Yes, it’s that simple. There are a lot of techniques to achieve this, but the purpose is the same: make a code as clear as possible. With such a code a lot of things become easy:

  • Implement new features: it’s easy to read, so it’s also easy to extend
  • Fix bugs: it’s easy to understand and to find where a problem is
  • Move to a cloud: system-dependent parts are separated from other logic, so it’s clear which code needs to be rewritten
  • Optimize: all tradeoffs and bottlenecks are explicit

So does business need all these good things?

Let’s try to rewrite these “good things” into a business language. A good code allows the following:

  • Launch new products in reasonable time
  • Keep product quality high
  • Reduce operation costs
  • Reduce cloud or hardware costs

So the answer to the main question is:

If a business needs quick launches, quality products, and optimal costs, it needs a good code. Otherwise it doesn’t need it.

When the business may not need a good code?

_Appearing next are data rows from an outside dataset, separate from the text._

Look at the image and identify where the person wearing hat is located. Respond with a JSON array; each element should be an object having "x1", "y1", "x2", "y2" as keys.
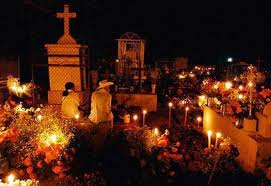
[
  {"x1": 61, "y1": 82, "x2": 81, "y2": 118},
  {"x1": 89, "y1": 80, "x2": 114, "y2": 152},
  {"x1": 89, "y1": 80, "x2": 114, "y2": 124}
]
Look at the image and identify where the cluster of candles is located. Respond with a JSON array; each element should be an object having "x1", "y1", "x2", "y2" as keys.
[
  {"x1": 131, "y1": 109, "x2": 148, "y2": 126},
  {"x1": 0, "y1": 174, "x2": 39, "y2": 186},
  {"x1": 207, "y1": 130, "x2": 222, "y2": 149},
  {"x1": 168, "y1": 102, "x2": 202, "y2": 128}
]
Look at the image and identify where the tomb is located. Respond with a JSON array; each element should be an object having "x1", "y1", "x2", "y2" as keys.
[
  {"x1": 114, "y1": 32, "x2": 157, "y2": 111},
  {"x1": 45, "y1": 4, "x2": 90, "y2": 105},
  {"x1": 203, "y1": 106, "x2": 271, "y2": 172}
]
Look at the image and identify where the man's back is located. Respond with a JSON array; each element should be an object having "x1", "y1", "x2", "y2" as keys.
[{"x1": 89, "y1": 88, "x2": 113, "y2": 124}]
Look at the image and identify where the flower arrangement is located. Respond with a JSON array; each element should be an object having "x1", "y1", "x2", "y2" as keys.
[
  {"x1": 6, "y1": 75, "x2": 33, "y2": 97},
  {"x1": 257, "y1": 88, "x2": 271, "y2": 112},
  {"x1": 0, "y1": 105, "x2": 76, "y2": 180},
  {"x1": 123, "y1": 126, "x2": 240, "y2": 177}
]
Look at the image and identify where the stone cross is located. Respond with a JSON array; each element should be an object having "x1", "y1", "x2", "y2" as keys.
[{"x1": 57, "y1": 4, "x2": 76, "y2": 36}]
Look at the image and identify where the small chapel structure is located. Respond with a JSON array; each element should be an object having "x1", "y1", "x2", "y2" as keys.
[
  {"x1": 116, "y1": 32, "x2": 146, "y2": 83},
  {"x1": 45, "y1": 4, "x2": 90, "y2": 105}
]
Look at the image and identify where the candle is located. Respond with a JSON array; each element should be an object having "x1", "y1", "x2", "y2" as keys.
[
  {"x1": 184, "y1": 106, "x2": 189, "y2": 126},
  {"x1": 142, "y1": 109, "x2": 147, "y2": 126},
  {"x1": 153, "y1": 128, "x2": 159, "y2": 136},
  {"x1": 207, "y1": 130, "x2": 212, "y2": 148},
  {"x1": 75, "y1": 114, "x2": 80, "y2": 121},
  {"x1": 0, "y1": 174, "x2": 39, "y2": 186},
  {"x1": 50, "y1": 134, "x2": 57, "y2": 144},
  {"x1": 225, "y1": 81, "x2": 232, "y2": 89},
  {"x1": 238, "y1": 94, "x2": 244, "y2": 100},
  {"x1": 215, "y1": 132, "x2": 222, "y2": 148},
  {"x1": 133, "y1": 114, "x2": 138, "y2": 125},
  {"x1": 37, "y1": 114, "x2": 42, "y2": 122},
  {"x1": 7, "y1": 174, "x2": 15, "y2": 184},
  {"x1": 196, "y1": 116, "x2": 202, "y2": 128},
  {"x1": 238, "y1": 85, "x2": 244, "y2": 90},
  {"x1": 168, "y1": 102, "x2": 173, "y2": 128}
]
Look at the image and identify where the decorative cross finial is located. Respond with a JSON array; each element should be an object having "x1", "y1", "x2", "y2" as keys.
[
  {"x1": 56, "y1": 4, "x2": 77, "y2": 44},
  {"x1": 57, "y1": 4, "x2": 76, "y2": 35}
]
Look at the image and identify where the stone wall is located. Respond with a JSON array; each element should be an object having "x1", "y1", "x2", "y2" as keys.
[{"x1": 203, "y1": 106, "x2": 271, "y2": 172}]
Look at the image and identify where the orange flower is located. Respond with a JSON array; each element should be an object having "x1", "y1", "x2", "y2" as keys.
[
  {"x1": 44, "y1": 157, "x2": 52, "y2": 164},
  {"x1": 37, "y1": 160, "x2": 43, "y2": 168},
  {"x1": 18, "y1": 169, "x2": 25, "y2": 176},
  {"x1": 10, "y1": 127, "x2": 17, "y2": 135},
  {"x1": 236, "y1": 106, "x2": 242, "y2": 113},
  {"x1": 259, "y1": 89, "x2": 271, "y2": 98},
  {"x1": 29, "y1": 173, "x2": 37, "y2": 179},
  {"x1": 52, "y1": 166, "x2": 63, "y2": 174},
  {"x1": 26, "y1": 166, "x2": 33, "y2": 175},
  {"x1": 34, "y1": 146, "x2": 43, "y2": 155},
  {"x1": 45, "y1": 150, "x2": 58, "y2": 161},
  {"x1": 0, "y1": 137, "x2": 3, "y2": 144},
  {"x1": 24, "y1": 157, "x2": 32, "y2": 166}
]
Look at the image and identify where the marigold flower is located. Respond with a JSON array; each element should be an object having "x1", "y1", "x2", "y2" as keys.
[
  {"x1": 18, "y1": 169, "x2": 25, "y2": 176},
  {"x1": 26, "y1": 166, "x2": 33, "y2": 174},
  {"x1": 37, "y1": 160, "x2": 43, "y2": 168},
  {"x1": 29, "y1": 173, "x2": 37, "y2": 179},
  {"x1": 24, "y1": 157, "x2": 32, "y2": 166},
  {"x1": 52, "y1": 166, "x2": 63, "y2": 174}
]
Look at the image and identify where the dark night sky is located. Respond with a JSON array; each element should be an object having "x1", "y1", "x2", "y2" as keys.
[{"x1": 1, "y1": 1, "x2": 271, "y2": 65}]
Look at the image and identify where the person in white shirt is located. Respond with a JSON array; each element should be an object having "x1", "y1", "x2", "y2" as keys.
[
  {"x1": 89, "y1": 80, "x2": 114, "y2": 152},
  {"x1": 89, "y1": 80, "x2": 114, "y2": 125},
  {"x1": 61, "y1": 82, "x2": 81, "y2": 118}
]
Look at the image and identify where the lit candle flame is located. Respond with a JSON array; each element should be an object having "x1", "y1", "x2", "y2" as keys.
[
  {"x1": 75, "y1": 114, "x2": 80, "y2": 120},
  {"x1": 185, "y1": 106, "x2": 189, "y2": 111},
  {"x1": 133, "y1": 114, "x2": 138, "y2": 121},
  {"x1": 225, "y1": 81, "x2": 232, "y2": 89},
  {"x1": 168, "y1": 102, "x2": 173, "y2": 107},
  {"x1": 37, "y1": 115, "x2": 42, "y2": 122},
  {"x1": 50, "y1": 134, "x2": 57, "y2": 143},
  {"x1": 239, "y1": 85, "x2": 244, "y2": 90},
  {"x1": 154, "y1": 128, "x2": 159, "y2": 136},
  {"x1": 7, "y1": 174, "x2": 15, "y2": 184},
  {"x1": 207, "y1": 130, "x2": 212, "y2": 148},
  {"x1": 248, "y1": 81, "x2": 253, "y2": 87},
  {"x1": 197, "y1": 116, "x2": 202, "y2": 122},
  {"x1": 207, "y1": 130, "x2": 212, "y2": 137},
  {"x1": 238, "y1": 94, "x2": 244, "y2": 100},
  {"x1": 143, "y1": 109, "x2": 147, "y2": 115},
  {"x1": 215, "y1": 132, "x2": 222, "y2": 148}
]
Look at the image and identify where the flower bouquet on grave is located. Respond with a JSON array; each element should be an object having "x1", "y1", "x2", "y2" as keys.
[
  {"x1": 200, "y1": 79, "x2": 222, "y2": 107},
  {"x1": 0, "y1": 105, "x2": 77, "y2": 180},
  {"x1": 257, "y1": 88, "x2": 271, "y2": 112}
]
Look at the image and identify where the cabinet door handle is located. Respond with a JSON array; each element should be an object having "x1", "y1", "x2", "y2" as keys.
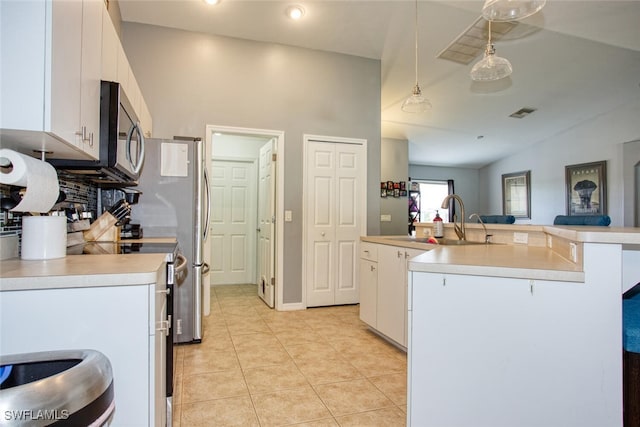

It’s perfectly fine to have quick and dirty solution in some cases:

  • Hypothesis check
  • Prototype
  • Very small and short project

But here comes another hard problem: recognize a moment when it’s not a prototype anymore but a product. That’s the time to deliver the first refactoring 😉

Thanks for reading this. Have you ever explained the business the value of a good code? Did you succeed?

Top comments (4)

uchitesting profile image

We IT guys and devs are for a big part of us obsessed with the idea of "good code".
Even as beginners we may not know exactly what it is, yet we instinctively know it makes sense.
So as a beginner I read about it, yet nobody really talks about it. Then names such as Robert C. Martin pops out. You end up imagining that code must be clean no matter what.
Then you developed the habit to worry about that matter yet you still don't know.
Until one day you read or see the actual Robert C. Martin basically telling your code should not be perfect while you write it. It should be clean at commit time. But in between you can do what it is you think is needed and refactor.
That was to me very comforting to realize it is not so rigid.

Also in the cases you mention there's no point to do super advanced clean code.

As an example, when I was trained in .NET and C# particularly, I did bring that taste for clean job with me. We were given assignments or regular basis. During the time of the training, when things became a bit serious, I often thought I was late compared to some others. But it was just me trying to apply MVVM that was fresh to me while the instructor expected us to write in the code-behind. When the instructor saw that, he told me to stop trying MVVM. And indeed it went faster from then.
Also at the end of the year I learnt that some people claimed they finished the assignments while they actually didn't. Also I could see some GUI worth Picasso or Dali with controls all over the place. Looks like they drag'n'dropped from the toolbox while I was trying to have those things organised properly writing XAML code.

alekseiberezkin profile image
Aleksei Berezkin

You are right, telling good vs bad code is hard, so I don't go there 😉 Thanks for your comment.

oshliaer profile image
Alexander Ivanov

Good code becomes difficult to understand over time. Is it getting bad?

alekseiberezkin profile image
Aleksei Berezkin

Yes, I believe it means it degrades.